Glass is made by rapidly cooling a liquid - think of a common glass object formed by cooling a molten liquid. During this process, the glassy state atoms fluctuate, similar to liquids. However, their configuration remains almost fixed, meaning the atoms are constrained to their equilibrium position and move within the material only over extremely long times. Researchers found that when exposing glass to a beam of X-rays of sufficient intensity, it is possible to induce movement of the atoms inside the glass: subjected to X-rays, glass flows, like liquids.

The origin of this phenomenon remains debatable. Researchers aim to uncover this phenomenon with the publication of Stochastic atomic acceleration during the X-ray-induced fluidization of a silica glass in PNAS. The work of Francesco Dallari, Alessandro Martinelli, Federico Caporaletti, Michael Sprung, Giacomo Baldi, and Giulio Monaco is a collaboration between the Department of Physics and Astronomy of the University of Padua, the Physics Institute of the University of Amsterdam, the German DESY Research Centre of Hamburg, and the Physics Department of the University of Trento. The publication sheds new light on how atoms, exposed to X-rays, move within the disordered structure of glass over otherwise unattainable distances over a short amount of time.

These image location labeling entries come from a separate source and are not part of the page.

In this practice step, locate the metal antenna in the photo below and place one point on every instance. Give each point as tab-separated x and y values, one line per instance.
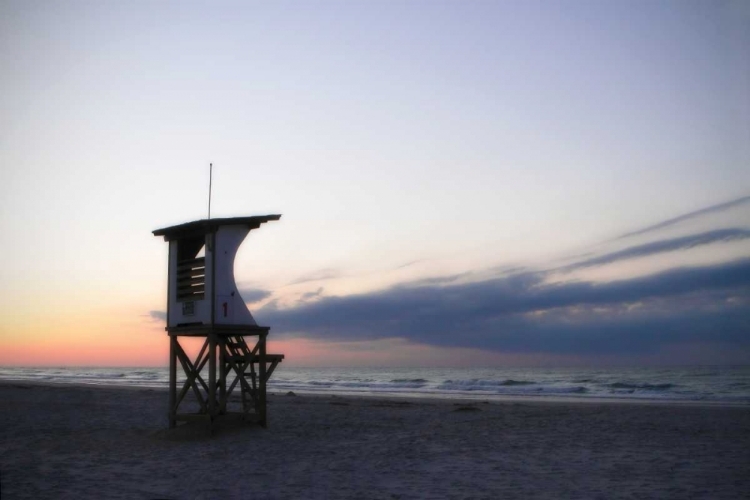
210	178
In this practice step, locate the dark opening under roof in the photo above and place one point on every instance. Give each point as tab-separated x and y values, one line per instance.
205	226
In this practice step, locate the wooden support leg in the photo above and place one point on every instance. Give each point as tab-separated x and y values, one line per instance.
172	381
212	409
222	376
262	381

This observable dynamic follows a law defined as HyperTransport, a motion where the distance travelled by the atoms accelerates over time. This motion not only occurs in a simple diffusion (think of a drop of coffee extending into a cup of milk) but even more when a particle moves at a constant speed in a certain direction.

After sufficient irradiation, these defects become dense (quite numerous). Atoms then move in response to the small charges that randomly "illuminate" the material. Normally, atoms move with a series of sudden accelerations, somewhat like balls in a pinball machine with a trajectory characterized by many short displacements interspersed with surprisingly long displacements following a probability known as the Lévy stable law of distribution.

This research shows a possible new strategy for modifying, and thus ultimately controlling, the physical properties of glass.